The bankruptcy of Lehman, announced on September 15, turned a smouldering crisis into a ravaging forest fire that spread rapidly around the world. Banks were bailed-out by free-market governments using public funds. Alongside near-zero interest rates, central banks including the Bank of England did things they never would have contemplated in normal circumstances, most notably quantitative easing (or the printing of free money). Governments spent vast sums of money that ran into the billions boosting their economies to ease the impact of the crisis, but on the basis that they would cut back later. Austerity, on a scale and duration not seen in this country since the Geddes axe of the 1920s, was the course chosen by the coalition government in 2010.

 

MOST of what people think they know about the past decade is wrong. The danger in 2008 was of a prolonged period of deflation – falling prices and economic depression, a modern version of the 1930s. The reality is that both were avoided. After the shock of the crisis the economy grew more slowly than had been the norm, but it grew. All advanced economies were afflicted by weaker growth.

Income inequality in Britain has fallen since the crisis, not least because the burden of tax faced by the highest earners has increased. This financial year, 2018-19, the top 1% will pay almost 28% of all income tax, compared with just over 24% in 2007-08, paying £12bn a year more in tax than before the near meltdown. The top 10% accounts for 59.7% of all income tax revenues, up from 54.3%.

Austerity, as practised by the coalition led by David Cameron and now by a Tory minority government under Theresa May, was never about shrinking the size of the state for ideological reasons.

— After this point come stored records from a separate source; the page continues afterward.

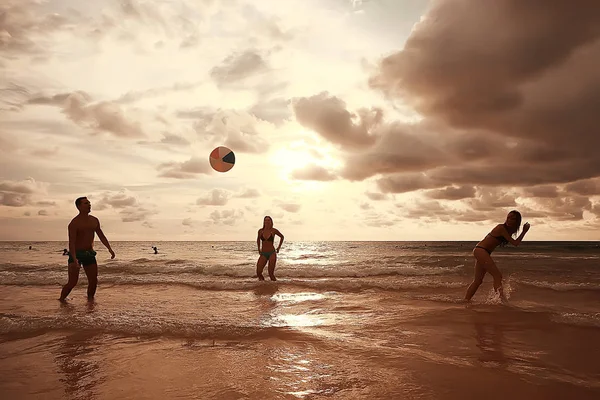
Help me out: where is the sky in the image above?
[0,0,600,241]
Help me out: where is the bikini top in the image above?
[260,233,275,242]
[487,225,508,243]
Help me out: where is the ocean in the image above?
[0,241,600,400]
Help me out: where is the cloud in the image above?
[157,157,211,179]
[370,0,600,186]
[565,178,600,196]
[426,186,475,200]
[0,178,47,207]
[160,133,190,146]
[292,92,383,150]
[248,97,292,125]
[291,164,337,182]
[209,210,244,226]
[279,203,302,213]
[28,91,145,138]
[196,189,230,206]
[210,50,267,85]
[365,191,388,201]
[236,188,260,199]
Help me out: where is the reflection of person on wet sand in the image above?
[54,332,105,399]
[59,197,115,301]
[465,210,529,301]
[256,215,283,281]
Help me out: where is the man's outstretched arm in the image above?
[96,221,115,259]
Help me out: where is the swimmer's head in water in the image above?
[263,215,273,229]
[505,210,521,235]
[75,196,92,212]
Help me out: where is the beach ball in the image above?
[208,146,235,172]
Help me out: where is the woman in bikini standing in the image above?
[465,210,529,301]
[256,215,283,281]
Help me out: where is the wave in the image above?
[0,312,315,340]
[513,278,600,292]
[553,312,600,328]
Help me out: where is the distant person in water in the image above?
[465,210,529,301]
[256,215,283,281]
[59,197,115,301]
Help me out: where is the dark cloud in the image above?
[341,123,451,181]
[523,185,559,198]
[28,91,145,138]
[209,209,244,226]
[0,0,70,58]
[160,133,190,146]
[92,191,138,210]
[279,203,302,213]
[370,0,600,186]
[291,164,338,182]
[31,147,59,158]
[0,178,46,207]
[248,98,292,125]
[158,157,212,179]
[236,188,260,199]
[119,207,158,223]
[377,173,444,193]
[359,203,373,210]
[183,107,269,154]
[210,50,267,85]
[196,189,230,206]
[293,92,383,150]
[565,178,600,196]
[365,192,388,201]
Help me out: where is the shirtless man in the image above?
[59,197,115,301]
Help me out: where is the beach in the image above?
[0,242,600,399]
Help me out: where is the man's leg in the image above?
[83,264,98,300]
[59,265,79,301]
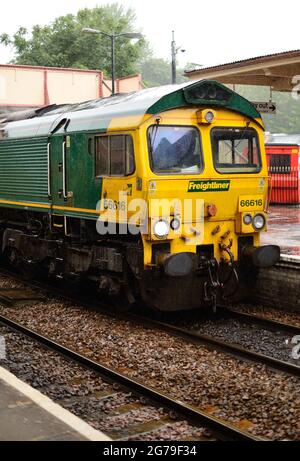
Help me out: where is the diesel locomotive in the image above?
[0,80,280,311]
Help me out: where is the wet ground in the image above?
[262,205,300,256]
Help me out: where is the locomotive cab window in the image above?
[211,128,261,173]
[95,135,135,176]
[148,125,203,174]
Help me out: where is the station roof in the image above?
[0,80,262,139]
[185,50,300,91]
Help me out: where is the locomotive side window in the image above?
[95,135,135,176]
[211,128,261,173]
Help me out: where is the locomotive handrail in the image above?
[62,141,68,199]
[47,142,51,197]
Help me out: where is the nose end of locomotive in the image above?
[243,245,280,268]
[163,253,197,277]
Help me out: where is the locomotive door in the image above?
[48,135,73,227]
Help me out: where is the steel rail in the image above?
[0,315,268,441]
[0,268,300,376]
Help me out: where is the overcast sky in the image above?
[0,0,300,68]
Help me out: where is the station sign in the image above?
[252,101,277,115]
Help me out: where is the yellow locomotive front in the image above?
[99,82,279,311]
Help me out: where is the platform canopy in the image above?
[185,50,300,91]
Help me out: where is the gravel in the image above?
[0,292,300,440]
[186,318,300,366]
[230,304,300,327]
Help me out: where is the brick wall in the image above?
[253,256,300,311]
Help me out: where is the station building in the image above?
[0,64,142,114]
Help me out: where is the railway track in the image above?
[0,268,300,376]
[0,315,266,441]
[0,271,300,440]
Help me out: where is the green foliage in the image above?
[236,85,300,134]
[0,3,147,77]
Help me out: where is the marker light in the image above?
[253,214,266,231]
[153,221,170,238]
[170,218,180,231]
[205,110,215,123]
[243,214,252,226]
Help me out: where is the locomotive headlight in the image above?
[205,110,215,123]
[253,214,266,231]
[243,214,252,226]
[153,220,170,239]
[170,218,180,231]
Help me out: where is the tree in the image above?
[0,3,147,77]
[138,56,186,87]
[236,85,300,134]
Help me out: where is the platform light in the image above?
[153,220,170,238]
[197,109,216,125]
[253,214,266,231]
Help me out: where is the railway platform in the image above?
[262,206,300,257]
[0,367,110,441]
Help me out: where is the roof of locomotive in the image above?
[0,80,262,139]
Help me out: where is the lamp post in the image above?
[82,28,143,94]
[171,30,185,85]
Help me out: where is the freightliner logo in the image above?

The coalition’s mantra before the crisis was that after the spending splurge under Gordon Brown, the “proceeds of growth” would in future be shared between tax cuts and increased public spending.

Even faced with the task of reducing an out-of-control budget deficit, Mr Cameron ring-fenced NHS spending and imposed a target of spending 0.7% of gross national income on foreign aid. A better criticism of Tory austerity is that too much of it involved cuts to government investment and that the process has dragged on for too long, partly because it was leavened with tax cuts, mostly for working people.

 

THE financial crisis and its aftermath were painful but too many Tories seem to have been cowed by it from making a robust case for capitalism. This leaves the way open for Jeremy Corbyn and John McDonnell, Labour’s anti-capitalist chancellor. When a privatised rail company messes up, or a housebuilding boss is awarded a bonus running into tens of millions of pounds, there is rightly an outcry. The crisis itself was the product, yes, of many greedy bankers and a few in handcuffs might have satisfied public opinion, but it was also the consequence of regulators whose job it was to stop them failing. In many cases, including the recent collapse of Carillion, many of these problems arise at the interface between the public and private sector.

Of course, we all want to return to a time when living standards are rising at a decent pace. That will be achieved only when productivity growth also returns to something approaching past norms. Capitalism in Britain has, since the crisis, delivered something like seven times the number of new jobs as those cut by the public sector. Unemployment is at its lowest since the mid-1970s. It is the private sector, not failed prescriptions of anti-capitalism, that will deliver prosperity in the future.